In 2023, the majority of instructors (53%) still preferred ‘on-site’ teaching (see Figure 1 below). Only 20% preferred hybrid, and 18% online.

However, this was a substantial change from 2019, when 73% of faculty preferred teaching mostly or completely on-site, and only 9% teaching fully online. Hybrid learning remained unchanged as a preference.

Also, it is important to read the full EDUCAUSE report. The faculty responses were quite nuanced (see Figure 5 below):

The main reason for faculty preferring on-site is connection and engagement with their students, and a substantial number (70%) also felt students learned more (although this is not supported by most research on student learning outcomes – see, for example, Means et al. 2010).

The CDLRA Research

The Canadian Digital Learning Research Association also conducted similar research in the Spring of 2023. This is due to be published shortly. I am drawing on a report to CDLRA members on August 9.

CDLRA surveyed both administrators and faculty in the Spring of 2023. They received responses from a total of 438 individuals, mainly administrators, from 125 institutions. This cannot be considered a representative sample of Canadian faculty, so it is more a survey of what administrators think, but the results are still interesting.

In terms of where administrators think digital learning is moving, at least in Canada, see:

Image: CDLRA, 2023

It can be seen that in Canada, 80% of administrators believe there will be an increase in courses offered partially online and 69% believe there will be more fully online courses, while only 58% believe there will be more in-person courses. Academic integrity was also ranked the most important issue for Canadian administrators

I will do a fuller report on this year’s CDLRA surveys when they are published.

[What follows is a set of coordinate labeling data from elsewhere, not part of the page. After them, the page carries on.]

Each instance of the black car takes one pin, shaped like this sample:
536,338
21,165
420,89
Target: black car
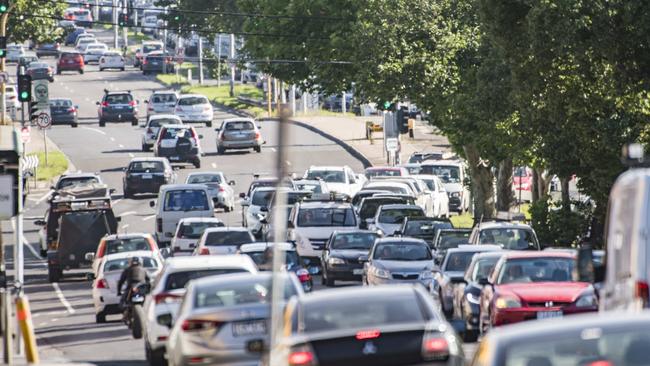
146,175
447,239
378,326
117,107
340,258
63,112
423,227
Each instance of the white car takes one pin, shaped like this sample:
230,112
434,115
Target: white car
189,231
104,292
219,188
340,179
111,60
194,108
153,125
167,293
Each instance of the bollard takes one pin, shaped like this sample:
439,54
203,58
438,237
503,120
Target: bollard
24,316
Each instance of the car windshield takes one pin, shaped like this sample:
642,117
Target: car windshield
326,217
192,101
549,269
147,167
397,215
186,200
359,312
458,262
194,230
121,264
402,252
361,241
509,238
446,173
228,238
178,280
233,293
329,176
127,245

These results can be simply summarised as follows:

  • most instructors still prefer in-person/on-site teaching, but students want more digital learning, because its flexibility better meets their current requirements;
  • administrators believe that digital learning (hybrid and/or fully online) will continue to expand into the future;
  • the proportion of instructors preferring on-site/in-person teaching though is steadily decreasing each year; almost half the faculty in North America now appear willing to embrace various forms of digital learning.

The evidence though is still not conclusive. We need larger surveys with better response rates to be sure, but I’m still sticking with my prediction that the future is hybrid learning. What do you think?